Antigone, c’est Nahéma Ricci. Sa performance, puissante, lui vaut d’avoir été choisie par les organisateurs du festival pour être l’une des quatre « étoiles montantes » du TIFF. Rencontrée plus tôt cette semaine, l’actrice était ravie, d’autant que cette nomination lui permet d’avoir accès à des ateliers avec des professionnels.

« Je crois que les organisateurs ont une véritable volonté de promouvoir le cinéma canadien et de créer une espèce de star système à travers ce genre de programme, indique-t-elle. Nous sommes invités à des ateliers, très intéressants pour moi parce que je ne suis pas passée par une école professionnelle. C’est comme si, à travers ces notions théoriques, on mettait des mots sur des choses que j’avais découvertes par moi-même, instinctivement. »

Son personnage d’Antigone, sur lequel repose pratiquement tout le film, Nahéma Ricci l’a obtenu à la suite d’un casting « sauvage », lancé pour combler tous les rôles du film. Une longue série d’auditions a suivi.

« J’ai tellement vécu ce rôle de l’intérieur que je n’avais pas vraiment conscience de ce qu’on était en train de faire. Quand j’ai vu le film, j’ai été complètement bouleversée. C’était la première fois que je vivais l’histoire d’un même souffle. Je suis vraiment fière de ce film parce que l’histoire qu’on y raconte est vraiment importante. »

Antigone prendra l’affiche en salle le 8 novembre.

Kuessipan, ou raconter à son tour

Après la première projection de Kuessipan, entourée de l’équipe du film, l’autrice Naomi Fontaine, visiblement émue, a expliqué au public torontois qu’on pourrait traduire Kuessipan par « à toi, et à moi », comme s’il s’agissait d’un échange entre deux personnes. « C’est comme si on disait : à mon tour de raconter mon histoire », a-t-elle précisé.
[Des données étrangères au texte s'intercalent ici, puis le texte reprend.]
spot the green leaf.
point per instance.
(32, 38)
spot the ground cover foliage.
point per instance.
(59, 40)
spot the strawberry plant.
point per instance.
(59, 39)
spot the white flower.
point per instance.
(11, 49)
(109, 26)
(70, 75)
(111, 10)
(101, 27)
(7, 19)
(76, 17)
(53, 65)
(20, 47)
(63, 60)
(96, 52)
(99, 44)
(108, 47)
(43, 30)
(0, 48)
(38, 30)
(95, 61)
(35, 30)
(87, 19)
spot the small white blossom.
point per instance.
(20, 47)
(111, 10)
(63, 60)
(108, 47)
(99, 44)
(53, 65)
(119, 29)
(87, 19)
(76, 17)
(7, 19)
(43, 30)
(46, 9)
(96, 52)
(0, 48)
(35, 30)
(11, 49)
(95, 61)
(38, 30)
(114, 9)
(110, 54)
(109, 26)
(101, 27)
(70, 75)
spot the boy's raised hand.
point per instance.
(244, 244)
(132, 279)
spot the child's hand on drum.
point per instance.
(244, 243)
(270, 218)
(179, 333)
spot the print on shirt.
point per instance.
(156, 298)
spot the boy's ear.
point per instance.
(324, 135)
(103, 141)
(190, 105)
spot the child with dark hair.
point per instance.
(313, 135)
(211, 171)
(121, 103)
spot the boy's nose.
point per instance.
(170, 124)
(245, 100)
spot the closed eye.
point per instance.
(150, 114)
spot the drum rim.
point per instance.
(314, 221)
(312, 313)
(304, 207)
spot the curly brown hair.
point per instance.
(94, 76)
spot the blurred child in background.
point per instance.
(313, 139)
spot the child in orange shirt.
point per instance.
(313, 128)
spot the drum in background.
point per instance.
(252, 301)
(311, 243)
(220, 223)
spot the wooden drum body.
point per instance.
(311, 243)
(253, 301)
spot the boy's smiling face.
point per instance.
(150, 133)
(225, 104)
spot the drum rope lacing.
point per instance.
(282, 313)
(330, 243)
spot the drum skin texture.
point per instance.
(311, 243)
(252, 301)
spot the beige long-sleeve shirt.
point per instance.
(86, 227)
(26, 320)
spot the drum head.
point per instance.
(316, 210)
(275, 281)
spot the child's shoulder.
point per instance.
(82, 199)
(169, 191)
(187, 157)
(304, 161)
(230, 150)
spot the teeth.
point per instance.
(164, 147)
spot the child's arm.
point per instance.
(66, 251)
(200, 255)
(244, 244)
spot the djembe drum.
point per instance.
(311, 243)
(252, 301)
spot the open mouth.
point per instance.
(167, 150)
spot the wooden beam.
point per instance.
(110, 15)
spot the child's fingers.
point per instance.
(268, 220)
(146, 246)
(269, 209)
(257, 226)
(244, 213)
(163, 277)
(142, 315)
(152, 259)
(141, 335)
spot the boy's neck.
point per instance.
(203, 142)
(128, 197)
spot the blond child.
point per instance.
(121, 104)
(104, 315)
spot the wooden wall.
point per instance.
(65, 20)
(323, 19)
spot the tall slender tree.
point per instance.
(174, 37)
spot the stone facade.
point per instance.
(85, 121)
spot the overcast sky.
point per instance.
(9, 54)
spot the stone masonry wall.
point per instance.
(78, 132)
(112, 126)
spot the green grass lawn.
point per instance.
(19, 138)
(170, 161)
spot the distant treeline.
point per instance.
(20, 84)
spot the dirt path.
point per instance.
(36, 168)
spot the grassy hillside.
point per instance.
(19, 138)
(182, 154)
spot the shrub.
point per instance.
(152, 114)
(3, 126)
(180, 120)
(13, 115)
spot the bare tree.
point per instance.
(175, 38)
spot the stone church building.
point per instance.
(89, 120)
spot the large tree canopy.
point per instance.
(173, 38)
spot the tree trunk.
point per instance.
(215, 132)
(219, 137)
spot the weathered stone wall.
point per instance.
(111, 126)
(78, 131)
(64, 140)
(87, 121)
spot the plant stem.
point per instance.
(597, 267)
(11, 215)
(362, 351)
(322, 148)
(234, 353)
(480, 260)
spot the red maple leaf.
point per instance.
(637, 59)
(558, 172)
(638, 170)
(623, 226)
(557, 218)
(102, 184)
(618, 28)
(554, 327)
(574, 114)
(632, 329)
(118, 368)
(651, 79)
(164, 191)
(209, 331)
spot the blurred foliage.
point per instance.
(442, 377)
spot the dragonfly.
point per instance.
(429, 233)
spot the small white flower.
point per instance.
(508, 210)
Là réside la plus belle qualité de ce nouveau film de Myriam Verreault qui, 11 ans après avoir coréalisé À l’ouest de Pluton, revient au cinéma en évoquant, sans tomber dans les clichés, l’histoire de deux amies inséparables, Mikuan (Sharon Fontaine-Ishpatao) et Shaniss (Yamie Grégoire), qui ont grandi dans une communauté innue. Leur amitié est cependant mise à l’épreuve quand leurs parcours respectifs semblent vouloir emprunter des directions différentes. D’autant que l’une est tombée amoureuse d’un Blanc et compte aller vivre dans la grande ville.
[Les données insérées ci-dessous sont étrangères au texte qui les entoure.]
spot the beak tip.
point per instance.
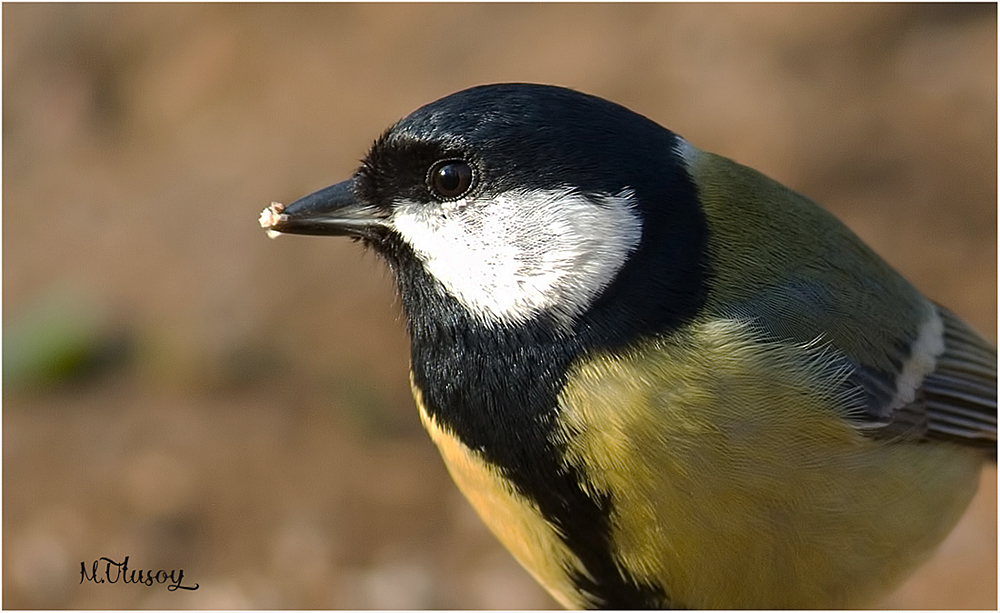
(270, 217)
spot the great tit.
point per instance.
(661, 378)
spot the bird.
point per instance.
(662, 379)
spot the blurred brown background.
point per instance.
(181, 390)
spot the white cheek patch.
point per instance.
(508, 258)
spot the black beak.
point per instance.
(333, 211)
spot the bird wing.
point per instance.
(959, 397)
(950, 396)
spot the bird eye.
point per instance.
(450, 179)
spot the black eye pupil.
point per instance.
(450, 179)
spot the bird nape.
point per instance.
(661, 378)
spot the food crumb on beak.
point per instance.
(269, 217)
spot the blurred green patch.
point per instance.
(61, 337)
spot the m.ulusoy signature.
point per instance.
(122, 572)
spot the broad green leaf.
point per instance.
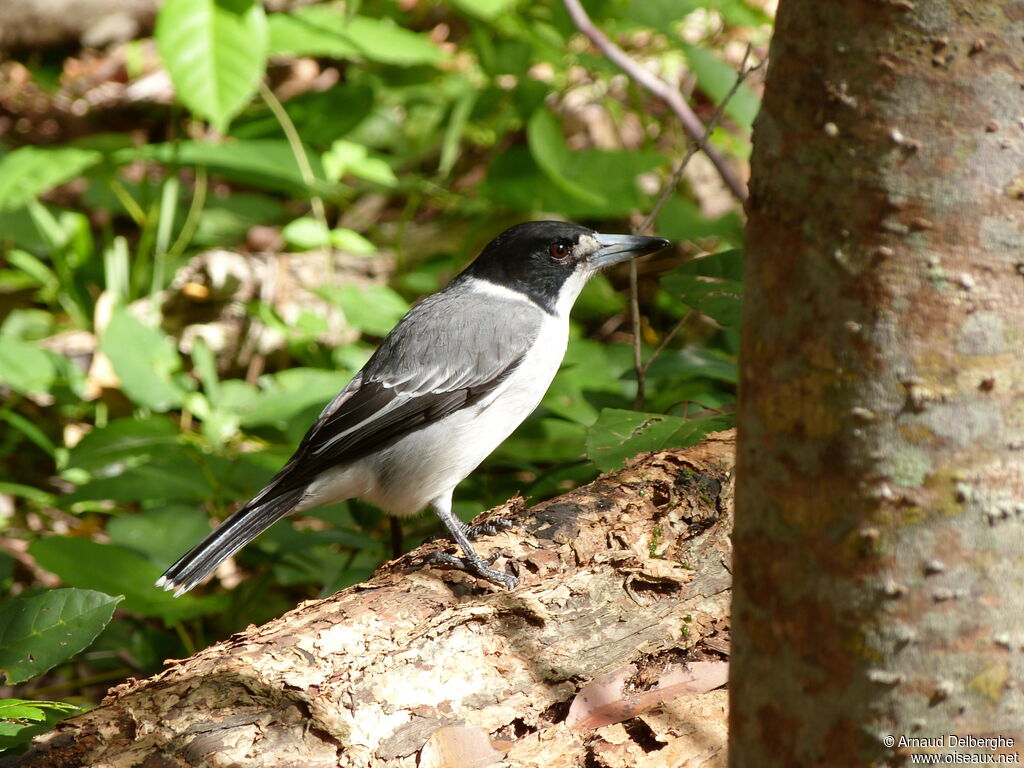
(485, 9)
(145, 361)
(215, 52)
(543, 440)
(40, 631)
(20, 721)
(326, 31)
(18, 709)
(320, 117)
(26, 368)
(26, 492)
(716, 78)
(268, 164)
(681, 219)
(290, 392)
(515, 179)
(117, 570)
(122, 443)
(712, 285)
(548, 147)
(694, 361)
(374, 309)
(349, 157)
(30, 171)
(175, 474)
(619, 435)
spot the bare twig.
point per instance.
(667, 92)
(639, 366)
(695, 144)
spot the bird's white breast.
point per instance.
(428, 463)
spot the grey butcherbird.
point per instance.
(448, 385)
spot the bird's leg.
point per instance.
(471, 562)
(492, 526)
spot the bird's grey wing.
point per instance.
(449, 352)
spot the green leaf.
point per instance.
(712, 285)
(26, 492)
(694, 361)
(548, 147)
(265, 163)
(160, 535)
(30, 171)
(122, 443)
(326, 31)
(515, 179)
(351, 241)
(349, 157)
(26, 368)
(145, 361)
(374, 309)
(115, 570)
(314, 32)
(215, 52)
(175, 474)
(681, 219)
(484, 9)
(619, 435)
(290, 392)
(20, 721)
(38, 632)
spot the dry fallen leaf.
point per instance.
(461, 747)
Ce film, tourné dans la communauté d’Uashat Mak Mani-Utenam ainsi qu’à Sept-Îles (les images de Nicolas Canniccioni rendent bellement justice à la région), donne ainsi à voir une réalité qu’on ne voit pratiquement jamais. « Tout ce que je voulais, c’était de montrer qui on est », a déclaré Naomi Fontaine.

Kuessipan sortira en salle au Québec le 4 octobre.